Green Lentil Salad with Spiced Carrots Recipe
- Prep time: 15 minutes
- Cook time: 15 minutes
- Total time: 4.5 hrs
- Serves: 3 people
- Vegetable peeler
- Cutting board
- 2 mixing bowls, one large and one small
- Chef’s knife, large serrated knife for cutting lettuce
Ingredients for Green Lentil Salad With Spiced Carrots
- 2 large carrots, peeled and turned and shaved into ribbons with vegetable peeler
- 2 tablespoons organic raisins, roughly chopped (optional)
- 3 tablespoons of organic lemon juice
- 1 ½ tablespoon of organic Dijon mustard
- 1 tablespoon of organic extra virgin olive oil
- 1 tablespoon of organic maple syrup
- 1/8 teaspoon of organic ground cumin
- 1/8 teaspoon of organic garam masala
- 1/8 teaspoon of Himalayan crystal salt or sea salt
- Freshly ground organic black pepper, to taste
Green Lentil Salad
- 4 small heads of organic Romaine lettuce, finely chopped
- 2 cups of organic baby spinach
- 1 cup of organic green lentils, soaked overnight and cooked until tender
- 2 stalks of organic spring onion, finely chopped
- 3 tablespoons fresh organic parsley
- 3 tablespoons fresh organic mint
- 3 tablespoons fresh organic cilantro (optional)

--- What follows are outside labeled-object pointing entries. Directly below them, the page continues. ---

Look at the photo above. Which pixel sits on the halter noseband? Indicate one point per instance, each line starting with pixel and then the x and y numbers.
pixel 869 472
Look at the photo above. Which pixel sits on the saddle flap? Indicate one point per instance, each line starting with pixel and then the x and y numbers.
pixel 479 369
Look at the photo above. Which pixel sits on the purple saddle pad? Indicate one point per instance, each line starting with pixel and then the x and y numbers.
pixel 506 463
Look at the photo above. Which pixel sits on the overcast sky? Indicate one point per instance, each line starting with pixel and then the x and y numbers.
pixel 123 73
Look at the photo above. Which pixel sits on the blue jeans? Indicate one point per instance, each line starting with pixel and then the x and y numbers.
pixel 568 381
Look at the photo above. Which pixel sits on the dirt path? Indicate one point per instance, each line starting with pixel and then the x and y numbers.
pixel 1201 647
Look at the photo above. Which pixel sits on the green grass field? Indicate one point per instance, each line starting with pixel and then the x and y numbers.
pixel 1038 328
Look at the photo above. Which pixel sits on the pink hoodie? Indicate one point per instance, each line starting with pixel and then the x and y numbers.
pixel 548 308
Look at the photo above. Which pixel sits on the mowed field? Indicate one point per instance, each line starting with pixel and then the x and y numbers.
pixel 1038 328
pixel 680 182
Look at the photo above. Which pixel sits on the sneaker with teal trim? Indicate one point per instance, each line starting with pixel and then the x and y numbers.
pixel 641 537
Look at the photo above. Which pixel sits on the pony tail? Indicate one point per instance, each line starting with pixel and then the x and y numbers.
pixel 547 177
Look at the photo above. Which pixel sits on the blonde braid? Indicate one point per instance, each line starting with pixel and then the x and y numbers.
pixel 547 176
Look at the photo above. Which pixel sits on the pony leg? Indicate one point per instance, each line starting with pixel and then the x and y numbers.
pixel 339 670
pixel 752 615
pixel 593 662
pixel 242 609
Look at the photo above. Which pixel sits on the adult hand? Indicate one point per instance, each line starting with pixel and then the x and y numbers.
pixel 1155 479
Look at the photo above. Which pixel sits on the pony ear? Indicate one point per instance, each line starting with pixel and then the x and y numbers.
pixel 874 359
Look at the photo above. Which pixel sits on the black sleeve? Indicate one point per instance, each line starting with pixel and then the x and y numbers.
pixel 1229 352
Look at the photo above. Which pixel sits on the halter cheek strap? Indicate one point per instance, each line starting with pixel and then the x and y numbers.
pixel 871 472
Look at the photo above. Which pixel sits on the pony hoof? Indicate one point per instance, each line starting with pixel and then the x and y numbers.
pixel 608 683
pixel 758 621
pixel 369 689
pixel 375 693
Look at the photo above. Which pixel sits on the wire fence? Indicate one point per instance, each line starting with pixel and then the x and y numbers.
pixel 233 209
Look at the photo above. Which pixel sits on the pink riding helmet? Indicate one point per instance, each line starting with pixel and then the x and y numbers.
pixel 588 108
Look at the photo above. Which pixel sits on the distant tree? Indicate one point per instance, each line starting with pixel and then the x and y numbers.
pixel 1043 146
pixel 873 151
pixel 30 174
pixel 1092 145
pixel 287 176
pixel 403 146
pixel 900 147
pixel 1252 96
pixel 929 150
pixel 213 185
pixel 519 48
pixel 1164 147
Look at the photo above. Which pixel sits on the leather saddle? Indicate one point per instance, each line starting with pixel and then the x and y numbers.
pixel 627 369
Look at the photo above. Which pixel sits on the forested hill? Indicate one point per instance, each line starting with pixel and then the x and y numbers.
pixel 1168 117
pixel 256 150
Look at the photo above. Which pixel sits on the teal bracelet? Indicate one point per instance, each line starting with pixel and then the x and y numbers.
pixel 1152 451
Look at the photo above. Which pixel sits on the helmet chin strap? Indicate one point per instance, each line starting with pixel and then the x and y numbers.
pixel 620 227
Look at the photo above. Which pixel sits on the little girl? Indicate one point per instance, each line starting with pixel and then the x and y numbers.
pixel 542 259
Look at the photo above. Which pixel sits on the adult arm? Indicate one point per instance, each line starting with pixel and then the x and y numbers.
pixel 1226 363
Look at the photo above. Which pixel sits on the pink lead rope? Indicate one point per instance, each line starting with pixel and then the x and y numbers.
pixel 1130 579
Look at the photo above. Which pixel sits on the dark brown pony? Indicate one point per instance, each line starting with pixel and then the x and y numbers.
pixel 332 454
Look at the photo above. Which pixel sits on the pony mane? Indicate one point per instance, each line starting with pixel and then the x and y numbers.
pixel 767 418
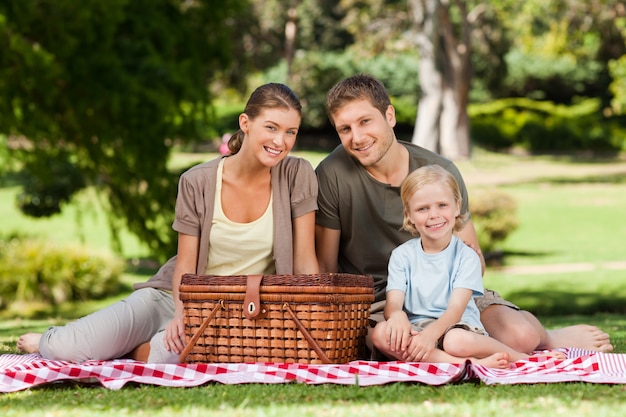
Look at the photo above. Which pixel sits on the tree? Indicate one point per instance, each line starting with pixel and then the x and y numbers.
pixel 103 90
pixel 442 123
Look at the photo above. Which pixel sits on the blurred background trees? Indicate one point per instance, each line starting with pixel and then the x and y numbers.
pixel 99 93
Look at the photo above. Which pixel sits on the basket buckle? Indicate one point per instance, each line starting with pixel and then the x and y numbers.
pixel 252 308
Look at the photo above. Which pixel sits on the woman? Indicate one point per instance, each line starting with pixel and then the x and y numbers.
pixel 251 212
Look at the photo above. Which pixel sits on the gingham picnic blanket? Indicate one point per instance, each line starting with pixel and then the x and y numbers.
pixel 19 372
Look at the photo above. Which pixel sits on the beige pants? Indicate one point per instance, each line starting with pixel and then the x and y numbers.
pixel 115 330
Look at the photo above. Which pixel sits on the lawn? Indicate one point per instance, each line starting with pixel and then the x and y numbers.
pixel 566 257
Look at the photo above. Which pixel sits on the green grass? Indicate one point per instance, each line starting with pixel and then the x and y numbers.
pixel 570 213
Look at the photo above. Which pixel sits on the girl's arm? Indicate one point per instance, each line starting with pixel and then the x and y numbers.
pixel 304 259
pixel 469 236
pixel 398 329
pixel 186 262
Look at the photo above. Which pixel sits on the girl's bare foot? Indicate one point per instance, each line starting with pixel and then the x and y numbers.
pixel 498 360
pixel 582 336
pixel 29 342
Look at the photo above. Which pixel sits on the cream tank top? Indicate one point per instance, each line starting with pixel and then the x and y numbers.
pixel 240 248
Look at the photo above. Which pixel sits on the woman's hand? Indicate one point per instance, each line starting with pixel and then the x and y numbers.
pixel 175 335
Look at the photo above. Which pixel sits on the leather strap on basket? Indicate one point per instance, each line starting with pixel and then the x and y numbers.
pixel 183 356
pixel 314 345
pixel 252 308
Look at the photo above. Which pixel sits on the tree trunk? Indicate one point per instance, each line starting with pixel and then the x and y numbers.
pixel 442 123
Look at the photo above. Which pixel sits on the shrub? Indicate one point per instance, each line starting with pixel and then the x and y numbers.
pixel 33 271
pixel 540 126
pixel 494 217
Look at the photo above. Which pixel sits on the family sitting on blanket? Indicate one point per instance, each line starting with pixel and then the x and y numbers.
pixel 259 194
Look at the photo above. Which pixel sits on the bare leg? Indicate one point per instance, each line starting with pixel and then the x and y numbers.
pixel 523 332
pixel 497 360
pixel 514 328
pixel 29 342
pixel 581 336
pixel 491 359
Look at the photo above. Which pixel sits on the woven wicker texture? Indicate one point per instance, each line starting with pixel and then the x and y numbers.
pixel 332 308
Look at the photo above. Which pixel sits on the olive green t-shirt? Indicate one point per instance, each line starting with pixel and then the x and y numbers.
pixel 368 213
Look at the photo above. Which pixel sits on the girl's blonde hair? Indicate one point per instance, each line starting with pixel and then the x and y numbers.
pixel 267 96
pixel 426 175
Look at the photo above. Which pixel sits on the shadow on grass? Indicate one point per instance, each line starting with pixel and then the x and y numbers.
pixel 614 178
pixel 556 303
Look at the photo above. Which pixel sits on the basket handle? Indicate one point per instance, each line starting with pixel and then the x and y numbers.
pixel 196 335
pixel 314 345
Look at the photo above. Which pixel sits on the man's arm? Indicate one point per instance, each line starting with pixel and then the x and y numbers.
pixel 469 236
pixel 327 248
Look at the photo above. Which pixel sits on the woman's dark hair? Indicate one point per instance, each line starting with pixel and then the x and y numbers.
pixel 267 96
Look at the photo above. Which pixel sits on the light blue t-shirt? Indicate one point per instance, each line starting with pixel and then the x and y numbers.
pixel 427 280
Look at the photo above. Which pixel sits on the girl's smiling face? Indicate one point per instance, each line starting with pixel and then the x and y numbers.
pixel 433 210
pixel 271 135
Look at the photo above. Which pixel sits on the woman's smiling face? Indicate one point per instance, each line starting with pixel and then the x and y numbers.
pixel 271 135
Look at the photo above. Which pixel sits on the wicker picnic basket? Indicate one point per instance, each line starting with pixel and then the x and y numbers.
pixel 275 318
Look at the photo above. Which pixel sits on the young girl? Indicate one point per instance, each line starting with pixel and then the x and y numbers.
pixel 252 212
pixel 430 314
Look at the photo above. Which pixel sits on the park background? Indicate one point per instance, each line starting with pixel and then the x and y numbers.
pixel 104 104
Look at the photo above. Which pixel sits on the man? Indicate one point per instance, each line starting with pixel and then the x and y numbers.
pixel 360 213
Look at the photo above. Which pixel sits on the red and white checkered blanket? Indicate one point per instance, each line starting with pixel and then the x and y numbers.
pixel 19 372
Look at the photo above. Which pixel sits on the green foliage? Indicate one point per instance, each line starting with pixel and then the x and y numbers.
pixel 494 217
pixel 113 84
pixel 618 85
pixel 540 126
pixel 37 272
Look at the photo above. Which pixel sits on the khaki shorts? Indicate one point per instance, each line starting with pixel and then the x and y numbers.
pixel 490 298
pixel 419 326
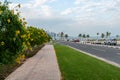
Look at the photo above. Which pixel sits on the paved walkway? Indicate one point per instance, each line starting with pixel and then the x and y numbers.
pixel 43 66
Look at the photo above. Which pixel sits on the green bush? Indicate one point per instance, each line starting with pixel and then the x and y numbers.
pixel 11 28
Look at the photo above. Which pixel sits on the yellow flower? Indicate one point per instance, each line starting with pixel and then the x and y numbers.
pixel 30 48
pixel 17 32
pixel 23 43
pixel 8 20
pixel 31 39
pixel 22 57
pixel 12 11
pixel 14 39
pixel 28 43
pixel 28 35
pixel 23 18
pixel 19 5
pixel 18 60
pixel 2 43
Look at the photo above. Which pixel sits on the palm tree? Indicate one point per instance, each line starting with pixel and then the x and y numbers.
pixel 80 36
pixel 102 35
pixel 61 35
pixel 97 35
pixel 88 36
pixel 108 34
pixel 66 36
pixel 84 36
pixel 117 36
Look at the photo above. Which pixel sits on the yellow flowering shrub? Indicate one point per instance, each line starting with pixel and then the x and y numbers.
pixel 20 59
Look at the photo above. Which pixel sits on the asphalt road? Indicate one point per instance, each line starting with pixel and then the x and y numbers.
pixel 110 54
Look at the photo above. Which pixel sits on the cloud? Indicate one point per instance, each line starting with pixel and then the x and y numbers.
pixel 82 16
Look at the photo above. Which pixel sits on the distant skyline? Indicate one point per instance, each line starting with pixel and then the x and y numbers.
pixel 72 16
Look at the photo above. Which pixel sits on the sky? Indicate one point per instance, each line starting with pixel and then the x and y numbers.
pixel 72 17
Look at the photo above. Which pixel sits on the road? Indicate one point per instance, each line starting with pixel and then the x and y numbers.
pixel 110 54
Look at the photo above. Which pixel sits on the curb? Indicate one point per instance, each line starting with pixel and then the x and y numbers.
pixel 100 58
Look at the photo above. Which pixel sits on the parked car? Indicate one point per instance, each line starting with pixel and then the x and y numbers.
pixel 75 40
pixel 97 42
pixel 110 42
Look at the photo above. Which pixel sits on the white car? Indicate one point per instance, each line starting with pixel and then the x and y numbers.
pixel 110 42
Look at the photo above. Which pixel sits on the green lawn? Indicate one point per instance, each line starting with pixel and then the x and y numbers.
pixel 78 66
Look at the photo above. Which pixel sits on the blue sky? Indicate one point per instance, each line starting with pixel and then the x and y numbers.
pixel 72 16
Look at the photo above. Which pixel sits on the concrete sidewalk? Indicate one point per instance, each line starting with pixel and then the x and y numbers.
pixel 42 66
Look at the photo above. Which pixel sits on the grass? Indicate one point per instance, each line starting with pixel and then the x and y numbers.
pixel 6 69
pixel 75 65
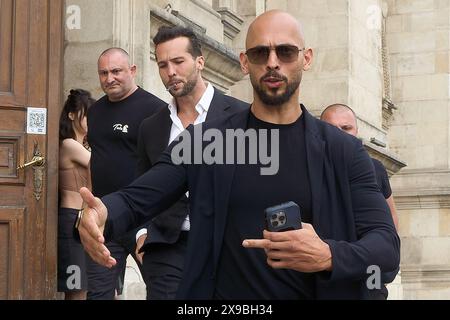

- Shave your carrots into long, thin strips using a vegetable peeler. Add them to your mixing bowl.
- On a cutting board, roughly chop the raisins and add to carrots.
- In a glass jar or other sealed container, combine lemon juice, mustard, olive oil, maple syrup, cumin, garam masala, salt, and black pepper. Seal and shake well.
- Pour mixture on top of the carrots and stir until well coated. Set aside to marinate while you prepare the salad.
Green Lentil Salad
- Combine Romaine lettuce, baby spinach, green lentils, spring onion, parsley, mint, and cilantro in a large mixing bowl.
- Add the spiced carrots, stir well, and enjoy!
A Word About Cilantro
The cilantro is entirely optional, but I think it’s a great addition and it pairs quite nicely with the spices in this recipe. I personally regard the amount of cilantro in this recipe as more of a “suggested minimum” and quadruple the amount for maximum taste and enjoyment.
- Chan, M, Furong Wang, and Elizabeth A Holly. “Vegetable and Fruit Intake and Pancreatic Cancer in a Population-Based Case-Control Study in the San Francisco Bay Area.” Cancer Epidemiology Biomarkers & Prevention 14.9 (2005): 2093–2097. Web. 1 Aug. 2016.
- Boggs, Deborah A, et al. “Fruit and Vegetable Intake in Relation to Risk of Breast Cancer in the Black Women’s Health Study.” American Journal of Epidemiology 172.11 (2010): 1268–1279. Web. 1 Aug. 2016.
- Wilkens, Lynne R, et al. “Vegetables, Fruits, Legumes and Prostate Cancer: A Multiethnic Case-Control Study.” Cancer Epidemiology Biomarkers & Prevention 9.8 (2000): 795–804. Web. 1 Aug. 2016.
- Publishing, Scientific Research. “Nutritional and Health Benefits of Carrots and Their Seed Extracts.” Food and Nutrition Sciences 05. (2014): 2147. Web. 1 Aug. 2016.
- Foster, Steven, and Rebecca L Johnson. “National geographic” Desk Reference to Nature’s Medicine. Washington, D.C.: National Geographic Society, 2008. ebook.
- ISHS. Chronica HORTICULTURAE. A PUBLICATION OF THE INTERNATIONAL SOCIETY FOR HORTICULTURAL SCIENCE. 2011. Web. 1 Aug. 2016.
- “The Royal History of the… Carrot??” RNW Media, n.d. Web. 1 Aug. 2016.
- Denker, Joel. “The Carrot Purple.” Food Passages. Food Passages, n.d. Web. 1 Aug. 2016.